Interactive tutorials with a server-side component

In his recent JS Nation talk (start at 40s to avoid the crypto advertisement edited into the video 🥲), Rich explained tutorials are essential, as they actually show users what to do, but they are often overlooked. He showed Learn Knockout, a very early example of a tutorial he loved, and which the Svelte Tutorial was later inspired by, and others, like Lit tutorial, that follow the same model.

For the documentation of Svelte and SvelteKit, the frameworks he created, Rich used four principles:

  • create a sandboxed environment, so that it is safe to make mistakes
  • help muscle memory by disabling copy/paste (controversial!)
  • provide a way to get straight to the solution if you're stuck (Rich calls this “panic button”)
  • meet users where they are (in Svelte/SvelteKit's case: the browser)

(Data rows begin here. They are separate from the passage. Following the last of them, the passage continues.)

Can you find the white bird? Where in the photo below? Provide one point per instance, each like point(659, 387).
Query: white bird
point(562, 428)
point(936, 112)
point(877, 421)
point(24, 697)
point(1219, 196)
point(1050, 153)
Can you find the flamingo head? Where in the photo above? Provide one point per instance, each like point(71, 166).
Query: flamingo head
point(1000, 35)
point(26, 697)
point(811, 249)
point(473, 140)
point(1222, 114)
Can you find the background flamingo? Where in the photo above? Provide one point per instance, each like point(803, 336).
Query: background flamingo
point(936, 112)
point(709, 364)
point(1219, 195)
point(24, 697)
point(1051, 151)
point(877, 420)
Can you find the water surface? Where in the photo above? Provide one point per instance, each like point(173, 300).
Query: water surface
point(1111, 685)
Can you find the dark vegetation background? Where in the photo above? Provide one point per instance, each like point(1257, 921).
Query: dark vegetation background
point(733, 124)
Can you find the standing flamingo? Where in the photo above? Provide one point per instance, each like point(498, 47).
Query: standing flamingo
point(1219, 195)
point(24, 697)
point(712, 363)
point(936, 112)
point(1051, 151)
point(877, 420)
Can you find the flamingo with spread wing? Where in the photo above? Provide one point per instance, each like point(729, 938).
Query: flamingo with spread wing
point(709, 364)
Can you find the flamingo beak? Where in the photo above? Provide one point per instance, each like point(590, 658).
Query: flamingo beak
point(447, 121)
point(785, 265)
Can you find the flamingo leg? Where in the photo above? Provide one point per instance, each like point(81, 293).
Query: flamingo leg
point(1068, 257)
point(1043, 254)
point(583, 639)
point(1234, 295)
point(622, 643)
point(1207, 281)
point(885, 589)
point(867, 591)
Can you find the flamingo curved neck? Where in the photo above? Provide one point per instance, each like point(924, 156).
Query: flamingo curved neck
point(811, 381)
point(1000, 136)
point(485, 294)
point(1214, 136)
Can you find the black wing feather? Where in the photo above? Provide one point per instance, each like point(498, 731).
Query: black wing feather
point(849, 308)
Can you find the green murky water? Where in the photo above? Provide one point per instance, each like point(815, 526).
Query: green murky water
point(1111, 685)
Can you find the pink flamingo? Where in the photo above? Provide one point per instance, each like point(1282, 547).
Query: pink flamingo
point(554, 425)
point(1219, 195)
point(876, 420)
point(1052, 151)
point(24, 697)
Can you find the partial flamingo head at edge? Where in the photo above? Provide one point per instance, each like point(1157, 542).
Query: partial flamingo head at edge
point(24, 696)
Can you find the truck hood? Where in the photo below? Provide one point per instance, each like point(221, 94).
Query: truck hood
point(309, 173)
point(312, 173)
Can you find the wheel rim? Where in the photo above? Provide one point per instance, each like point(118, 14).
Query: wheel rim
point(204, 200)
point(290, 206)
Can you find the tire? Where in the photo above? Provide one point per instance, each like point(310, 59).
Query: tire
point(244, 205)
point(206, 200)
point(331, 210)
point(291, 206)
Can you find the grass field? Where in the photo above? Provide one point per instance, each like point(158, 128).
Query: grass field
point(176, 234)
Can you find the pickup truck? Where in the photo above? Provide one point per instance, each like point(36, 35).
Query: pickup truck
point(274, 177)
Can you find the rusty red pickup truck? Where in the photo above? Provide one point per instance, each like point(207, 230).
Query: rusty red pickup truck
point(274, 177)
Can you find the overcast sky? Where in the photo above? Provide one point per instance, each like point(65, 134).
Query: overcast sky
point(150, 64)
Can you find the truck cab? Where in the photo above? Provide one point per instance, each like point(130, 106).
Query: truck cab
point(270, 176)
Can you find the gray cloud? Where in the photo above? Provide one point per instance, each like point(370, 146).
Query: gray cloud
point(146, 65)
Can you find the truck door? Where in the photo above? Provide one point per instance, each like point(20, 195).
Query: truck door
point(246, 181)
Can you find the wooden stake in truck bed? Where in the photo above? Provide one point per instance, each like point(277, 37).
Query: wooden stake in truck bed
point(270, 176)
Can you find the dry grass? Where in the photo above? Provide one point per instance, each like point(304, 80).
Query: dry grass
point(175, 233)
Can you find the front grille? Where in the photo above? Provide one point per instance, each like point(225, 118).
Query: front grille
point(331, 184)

Sandboxes for “full stack” projects need both a client and a server component. Some services provide a way to access a virtual server from a sandbox (like CodeSandbox Containers), but they have authentication barriers, to avoid abuse (like bitcoin mining) and can come with some latency, Rich explained. Then he found that on Stackblitz, the server is, rather impressively, ran inside the browser by compiling Node to WebAssembly and running that inside the browser's security sandbox (this is called WebContainers). And that wasn't enough: as he found a StackBlitz environment is made for coding, not learning, Rich teamed up with the StackBlitz team to have some kind of headless version of StackBlitz in order to create what's now in beta as learn.svelte.dev.

Summing up

While these talks were about different aspects of documentation, the speakers were equally determined to ensure that users of their documentation would actually learn the thing easily. It's not easy, neither when creating the content, nor in technically setting up the environment, but it can clearly make a difference.